Media download is slow, so Telegram handles it asynchronously:

  1. tg_poll_task enqueues cap_im_tg_attachment_job_t items into a queue.
  2. tg_attachment_task consumes jobs, calls getFile, and streams the payload into FATFS.
  3. On completion it publishes attachment_saved with local path, MIME, size, and platform metadata.
// Example attachment_saved payload_json
{
  "platform": "telegram",
  "attachment_kind": "photo",
  "saved_path": "/fatfs/inbox/telegram/-123456/789/photo.jpg",
  "saved_dir": "/fatfs/inbox/telegram/-123456/789",
  "saved_name": "photo.jpg",
  "mime": "image/jpeg",
  "caption": "Look at this",
  "platform_file_id": "AgACAgIAAxkBAAI...",
  "size_bytes": 45231,
  "saved_at_ms": 1714000000000
}

Downstream rules can listen for attachment_saved and chain cap_llm_inspect, file operations, or custom automation.

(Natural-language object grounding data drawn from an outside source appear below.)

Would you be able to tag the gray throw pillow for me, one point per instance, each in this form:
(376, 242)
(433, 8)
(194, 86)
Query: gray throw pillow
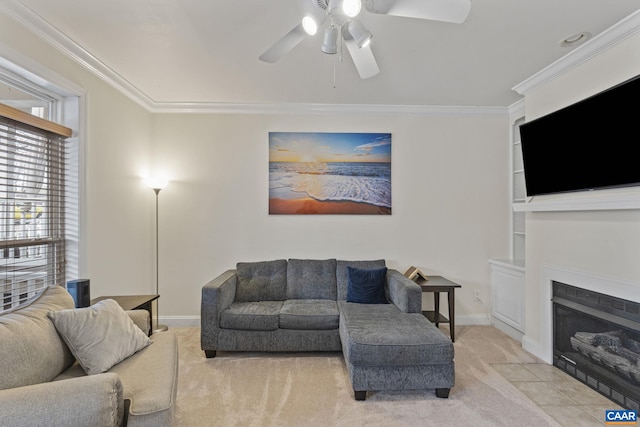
(99, 336)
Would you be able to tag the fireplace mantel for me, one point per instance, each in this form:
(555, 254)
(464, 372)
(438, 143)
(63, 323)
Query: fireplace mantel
(543, 347)
(609, 199)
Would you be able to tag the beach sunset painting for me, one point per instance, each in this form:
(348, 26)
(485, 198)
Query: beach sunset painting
(329, 173)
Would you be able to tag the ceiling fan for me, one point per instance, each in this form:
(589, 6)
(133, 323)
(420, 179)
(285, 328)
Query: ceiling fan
(343, 26)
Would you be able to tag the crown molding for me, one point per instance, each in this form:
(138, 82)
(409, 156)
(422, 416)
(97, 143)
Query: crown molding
(603, 41)
(54, 37)
(51, 35)
(324, 109)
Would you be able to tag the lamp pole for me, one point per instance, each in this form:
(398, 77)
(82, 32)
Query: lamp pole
(159, 328)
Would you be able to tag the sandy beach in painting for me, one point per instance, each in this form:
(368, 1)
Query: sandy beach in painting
(312, 206)
(329, 173)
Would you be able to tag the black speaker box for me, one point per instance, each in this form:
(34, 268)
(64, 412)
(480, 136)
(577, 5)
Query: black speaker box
(79, 290)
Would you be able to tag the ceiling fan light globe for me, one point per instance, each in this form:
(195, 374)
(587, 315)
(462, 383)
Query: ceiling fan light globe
(351, 8)
(330, 41)
(309, 25)
(359, 33)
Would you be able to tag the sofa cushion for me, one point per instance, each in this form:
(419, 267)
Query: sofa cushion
(32, 352)
(367, 286)
(252, 316)
(99, 336)
(342, 274)
(309, 314)
(261, 281)
(311, 279)
(379, 335)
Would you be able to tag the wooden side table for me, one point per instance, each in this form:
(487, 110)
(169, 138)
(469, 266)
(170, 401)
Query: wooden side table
(133, 302)
(437, 284)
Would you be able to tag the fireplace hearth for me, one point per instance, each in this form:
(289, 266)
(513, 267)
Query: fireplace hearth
(596, 339)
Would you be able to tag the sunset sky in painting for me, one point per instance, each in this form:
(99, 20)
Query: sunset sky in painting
(329, 147)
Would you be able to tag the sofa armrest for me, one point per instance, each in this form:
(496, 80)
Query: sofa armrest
(94, 400)
(217, 295)
(142, 319)
(404, 292)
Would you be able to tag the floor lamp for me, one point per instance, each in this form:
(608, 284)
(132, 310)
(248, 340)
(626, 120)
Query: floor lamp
(157, 185)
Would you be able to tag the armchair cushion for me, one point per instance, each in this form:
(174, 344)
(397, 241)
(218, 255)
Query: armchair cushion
(99, 336)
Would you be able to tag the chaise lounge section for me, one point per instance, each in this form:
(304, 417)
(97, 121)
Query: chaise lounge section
(325, 305)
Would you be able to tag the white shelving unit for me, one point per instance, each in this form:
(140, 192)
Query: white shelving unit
(518, 193)
(508, 275)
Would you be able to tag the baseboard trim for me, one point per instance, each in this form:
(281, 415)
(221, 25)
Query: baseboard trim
(473, 320)
(180, 321)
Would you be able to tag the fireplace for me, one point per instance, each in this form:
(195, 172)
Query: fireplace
(596, 339)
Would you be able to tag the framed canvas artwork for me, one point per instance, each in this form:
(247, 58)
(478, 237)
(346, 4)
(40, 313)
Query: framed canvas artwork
(329, 173)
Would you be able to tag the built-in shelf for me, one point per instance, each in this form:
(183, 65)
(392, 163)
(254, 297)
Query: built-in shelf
(608, 199)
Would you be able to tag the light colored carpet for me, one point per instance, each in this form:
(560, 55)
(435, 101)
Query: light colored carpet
(312, 389)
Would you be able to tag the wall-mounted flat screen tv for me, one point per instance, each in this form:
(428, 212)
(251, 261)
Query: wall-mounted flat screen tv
(589, 145)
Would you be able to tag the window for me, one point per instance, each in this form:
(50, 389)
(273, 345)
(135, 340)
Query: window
(33, 155)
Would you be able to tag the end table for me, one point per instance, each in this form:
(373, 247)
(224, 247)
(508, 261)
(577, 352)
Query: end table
(437, 284)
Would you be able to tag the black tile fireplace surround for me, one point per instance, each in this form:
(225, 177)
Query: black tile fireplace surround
(596, 339)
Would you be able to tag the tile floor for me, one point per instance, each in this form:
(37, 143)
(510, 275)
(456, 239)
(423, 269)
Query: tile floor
(567, 400)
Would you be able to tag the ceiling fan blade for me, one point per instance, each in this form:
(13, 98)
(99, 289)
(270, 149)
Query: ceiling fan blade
(454, 11)
(363, 59)
(284, 45)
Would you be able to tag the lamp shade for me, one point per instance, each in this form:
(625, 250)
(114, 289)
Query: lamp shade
(360, 34)
(157, 182)
(330, 40)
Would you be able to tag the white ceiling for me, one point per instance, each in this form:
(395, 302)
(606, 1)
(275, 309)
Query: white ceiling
(206, 51)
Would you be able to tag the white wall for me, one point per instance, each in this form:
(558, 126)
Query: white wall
(605, 243)
(449, 195)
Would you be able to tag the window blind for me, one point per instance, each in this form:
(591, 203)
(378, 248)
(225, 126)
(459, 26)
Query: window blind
(32, 206)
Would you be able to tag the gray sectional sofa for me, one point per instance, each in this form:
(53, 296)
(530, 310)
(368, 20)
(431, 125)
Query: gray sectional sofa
(324, 305)
(41, 383)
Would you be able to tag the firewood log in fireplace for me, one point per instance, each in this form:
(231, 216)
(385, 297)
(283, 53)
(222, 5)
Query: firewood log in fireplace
(612, 350)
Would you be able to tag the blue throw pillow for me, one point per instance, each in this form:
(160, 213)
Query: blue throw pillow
(367, 286)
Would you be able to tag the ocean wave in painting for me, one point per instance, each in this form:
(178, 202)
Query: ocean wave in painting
(356, 182)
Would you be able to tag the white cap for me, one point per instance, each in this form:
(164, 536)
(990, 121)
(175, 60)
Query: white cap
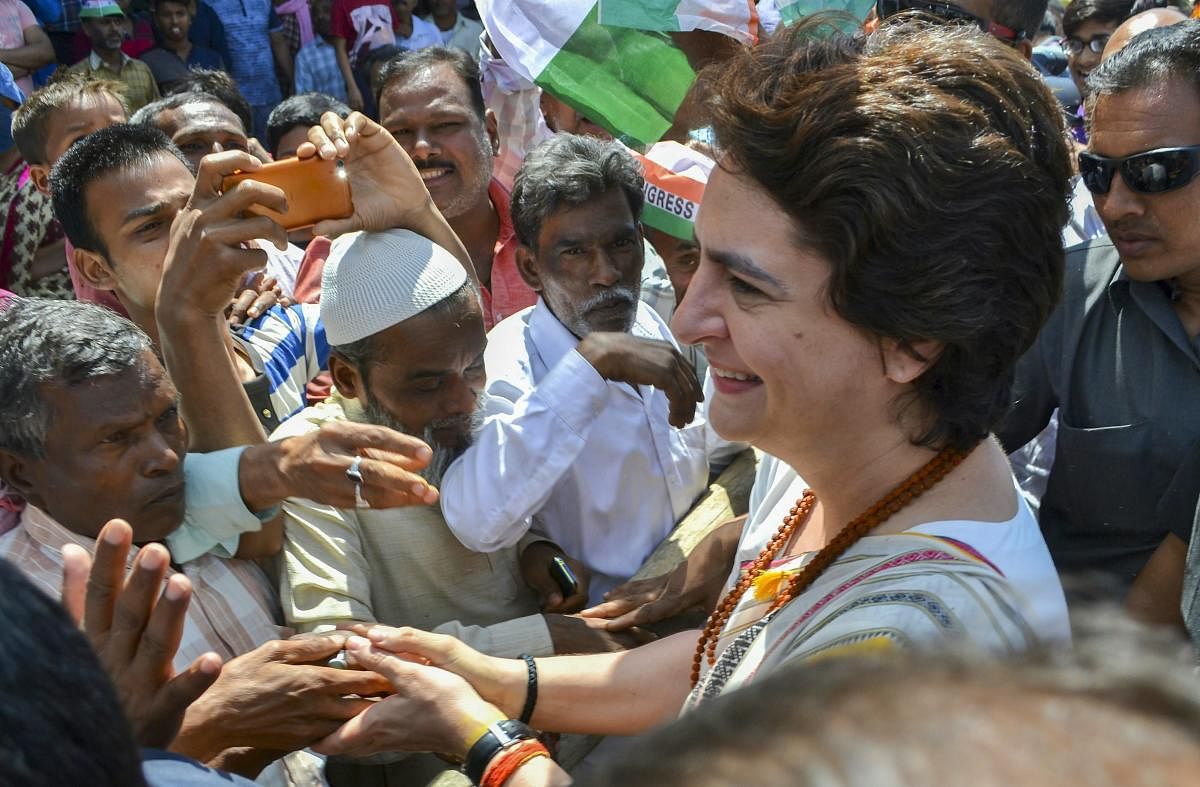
(373, 281)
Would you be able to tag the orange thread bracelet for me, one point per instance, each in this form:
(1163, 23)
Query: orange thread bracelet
(507, 763)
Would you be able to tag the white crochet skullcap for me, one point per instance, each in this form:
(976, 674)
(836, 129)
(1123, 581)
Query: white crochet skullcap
(373, 281)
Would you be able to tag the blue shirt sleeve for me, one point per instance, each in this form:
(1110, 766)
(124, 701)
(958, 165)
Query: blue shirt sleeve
(168, 769)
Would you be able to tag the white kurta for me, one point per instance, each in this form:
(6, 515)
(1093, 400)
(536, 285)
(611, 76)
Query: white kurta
(592, 464)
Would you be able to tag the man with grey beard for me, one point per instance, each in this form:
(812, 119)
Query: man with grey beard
(592, 436)
(407, 352)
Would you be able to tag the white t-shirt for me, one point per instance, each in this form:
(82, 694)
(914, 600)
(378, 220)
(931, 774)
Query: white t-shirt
(1015, 547)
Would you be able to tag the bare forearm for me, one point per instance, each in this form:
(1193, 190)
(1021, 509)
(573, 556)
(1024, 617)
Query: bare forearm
(621, 694)
(541, 772)
(213, 401)
(433, 226)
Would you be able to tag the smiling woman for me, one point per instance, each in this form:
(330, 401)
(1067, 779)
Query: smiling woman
(879, 246)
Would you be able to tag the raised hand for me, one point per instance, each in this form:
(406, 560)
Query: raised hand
(315, 466)
(257, 299)
(385, 187)
(136, 631)
(643, 361)
(207, 259)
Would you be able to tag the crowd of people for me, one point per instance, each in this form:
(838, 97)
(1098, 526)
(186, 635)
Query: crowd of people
(423, 492)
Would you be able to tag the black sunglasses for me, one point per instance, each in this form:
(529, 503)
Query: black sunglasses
(948, 12)
(1151, 172)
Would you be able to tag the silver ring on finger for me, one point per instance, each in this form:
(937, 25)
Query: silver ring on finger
(355, 474)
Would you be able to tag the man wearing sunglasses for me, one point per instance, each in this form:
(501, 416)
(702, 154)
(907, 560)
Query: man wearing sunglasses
(1086, 26)
(1121, 356)
(1014, 22)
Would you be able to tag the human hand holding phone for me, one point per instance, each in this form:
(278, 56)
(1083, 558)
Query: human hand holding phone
(316, 190)
(561, 582)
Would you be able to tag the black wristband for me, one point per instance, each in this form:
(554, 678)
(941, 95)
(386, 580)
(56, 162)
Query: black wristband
(498, 737)
(531, 689)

The cap_im_tg runtime group registers four descriptors:

Tool IDDescriptionkind
tg_gatewayPoll gateway (event source)EVENT_SOURCE
tg_send_messageSend text to a chat_idCALLABLE
tg_send_imageSend a local image fileCALLABLE
tg_send_fileSend a local arbitrary fileCALLABLE

For tg_send_message, chat_id falls back to the current call context when omitted:

// chat_id precedence: JSON arg > call context
if (cJSON_IsString(chat_id_json) && chat_id_json->valuestring[0]) {
    chat_id = chat_id_json->valuestring;
} else if (ctx && ctx->chat_id && ctx->chat_id[0]) {
    chat_id = ctx->chat_id;  // inherit session context
}

Long text is chunked to fit Telegram’s message limits. tg_send_image and tg_send_file upload via multipart/form-data, using stat() for exact Content-Length and streaming parts through esp_http_client_open instead of buffering the whole file in RAM.

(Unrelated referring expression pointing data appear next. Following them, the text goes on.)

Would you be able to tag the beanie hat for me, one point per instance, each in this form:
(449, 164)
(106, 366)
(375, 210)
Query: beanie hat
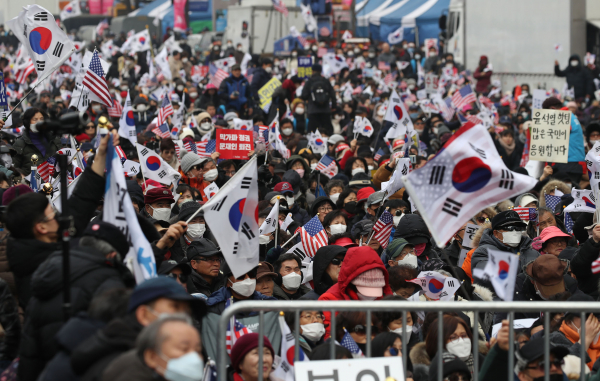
(189, 159)
(245, 344)
(370, 283)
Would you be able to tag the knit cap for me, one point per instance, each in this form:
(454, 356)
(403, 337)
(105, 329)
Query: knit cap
(370, 283)
(189, 159)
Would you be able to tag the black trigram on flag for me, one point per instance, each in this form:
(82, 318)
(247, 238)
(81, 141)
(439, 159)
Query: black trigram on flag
(437, 174)
(219, 205)
(42, 16)
(507, 181)
(246, 181)
(452, 207)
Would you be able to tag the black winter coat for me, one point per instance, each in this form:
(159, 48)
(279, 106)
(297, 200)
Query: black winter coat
(90, 276)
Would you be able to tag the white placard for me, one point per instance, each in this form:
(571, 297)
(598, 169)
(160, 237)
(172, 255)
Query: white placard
(371, 369)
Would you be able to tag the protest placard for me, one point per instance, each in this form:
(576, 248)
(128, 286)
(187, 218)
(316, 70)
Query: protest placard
(550, 132)
(234, 144)
(266, 93)
(377, 369)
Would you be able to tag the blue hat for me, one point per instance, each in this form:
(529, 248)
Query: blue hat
(161, 287)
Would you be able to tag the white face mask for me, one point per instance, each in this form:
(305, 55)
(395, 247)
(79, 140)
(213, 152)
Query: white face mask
(196, 231)
(211, 175)
(358, 170)
(264, 239)
(245, 287)
(409, 260)
(161, 214)
(337, 229)
(291, 281)
(460, 348)
(334, 197)
(511, 239)
(313, 331)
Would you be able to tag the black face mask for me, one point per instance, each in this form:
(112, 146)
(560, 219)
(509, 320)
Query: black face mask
(350, 207)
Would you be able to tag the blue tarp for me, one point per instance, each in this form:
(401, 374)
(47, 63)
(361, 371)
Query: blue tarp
(422, 14)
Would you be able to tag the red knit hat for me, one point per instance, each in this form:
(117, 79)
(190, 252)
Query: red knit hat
(245, 344)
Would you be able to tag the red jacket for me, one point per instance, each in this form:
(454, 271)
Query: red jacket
(357, 261)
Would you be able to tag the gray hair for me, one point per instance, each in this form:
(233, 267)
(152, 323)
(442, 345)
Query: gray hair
(151, 336)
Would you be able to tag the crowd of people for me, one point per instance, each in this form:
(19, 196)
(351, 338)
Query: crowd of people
(166, 327)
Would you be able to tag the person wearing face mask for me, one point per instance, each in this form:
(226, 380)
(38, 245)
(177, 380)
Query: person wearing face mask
(205, 260)
(168, 349)
(237, 289)
(327, 264)
(288, 283)
(36, 140)
(507, 235)
(262, 75)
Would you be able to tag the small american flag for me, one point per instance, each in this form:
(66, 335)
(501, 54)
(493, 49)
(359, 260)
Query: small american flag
(162, 131)
(94, 80)
(116, 109)
(217, 75)
(165, 111)
(280, 7)
(551, 201)
(527, 214)
(463, 97)
(313, 236)
(383, 228)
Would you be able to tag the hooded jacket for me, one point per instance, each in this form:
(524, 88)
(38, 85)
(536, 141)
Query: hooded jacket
(321, 279)
(90, 276)
(577, 77)
(357, 261)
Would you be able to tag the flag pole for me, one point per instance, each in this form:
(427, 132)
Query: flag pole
(38, 83)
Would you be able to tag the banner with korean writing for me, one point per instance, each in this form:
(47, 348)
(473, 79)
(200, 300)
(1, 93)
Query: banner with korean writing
(234, 144)
(304, 67)
(265, 93)
(550, 132)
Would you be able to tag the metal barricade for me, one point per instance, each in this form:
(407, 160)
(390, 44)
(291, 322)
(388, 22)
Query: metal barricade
(546, 308)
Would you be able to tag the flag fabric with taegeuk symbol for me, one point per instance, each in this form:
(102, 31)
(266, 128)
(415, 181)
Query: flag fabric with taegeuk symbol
(466, 176)
(383, 228)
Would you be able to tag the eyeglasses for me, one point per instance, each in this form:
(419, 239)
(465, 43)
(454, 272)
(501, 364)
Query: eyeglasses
(182, 277)
(540, 366)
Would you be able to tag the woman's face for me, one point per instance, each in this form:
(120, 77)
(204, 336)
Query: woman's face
(249, 365)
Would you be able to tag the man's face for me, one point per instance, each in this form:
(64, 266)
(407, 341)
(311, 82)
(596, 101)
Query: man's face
(535, 368)
(207, 266)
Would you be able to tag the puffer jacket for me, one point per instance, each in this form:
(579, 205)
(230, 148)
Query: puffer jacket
(357, 261)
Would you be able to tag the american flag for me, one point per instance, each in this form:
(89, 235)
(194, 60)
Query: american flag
(280, 7)
(527, 214)
(383, 228)
(116, 109)
(216, 75)
(165, 111)
(313, 236)
(239, 330)
(162, 131)
(94, 80)
(551, 201)
(463, 97)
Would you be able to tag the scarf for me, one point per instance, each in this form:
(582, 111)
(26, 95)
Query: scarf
(508, 148)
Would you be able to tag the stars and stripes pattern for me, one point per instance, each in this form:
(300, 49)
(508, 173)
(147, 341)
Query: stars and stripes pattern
(162, 131)
(280, 7)
(383, 228)
(527, 214)
(165, 111)
(463, 97)
(115, 110)
(94, 80)
(313, 236)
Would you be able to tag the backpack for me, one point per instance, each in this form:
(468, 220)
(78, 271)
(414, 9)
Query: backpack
(319, 94)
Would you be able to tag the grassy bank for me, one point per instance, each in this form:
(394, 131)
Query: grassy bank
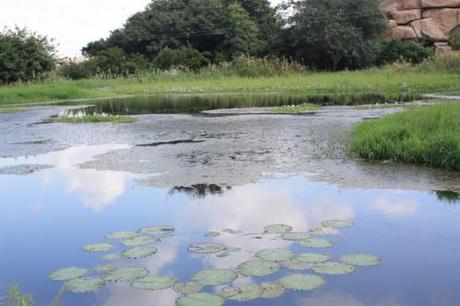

Application code configures the Telegram backend through the cap_im_tg_* API exported by cap_im_platform:

// Bot token (must be set before start)
cap_im_tg_set_token("YOUR_BOT_TOKEN");

// Optional inbound attachment policy
cap_im_tg_set_attachment_config(&(cap_im_tg_attachment_config_t){
    .storage_root_dir         = "/fatfs/inbox",
    .max_inbound_file_bytes   = 2 * 1024 * 1024,  // max 2 MB
    .enable_inbound_attachments = true,
});

// Manual start (normally via claw_cap_start_group)
cap_im_tg_start();

The same architectural roles are used by the other backends, with platform-specific authentication, message formats, and media APIs.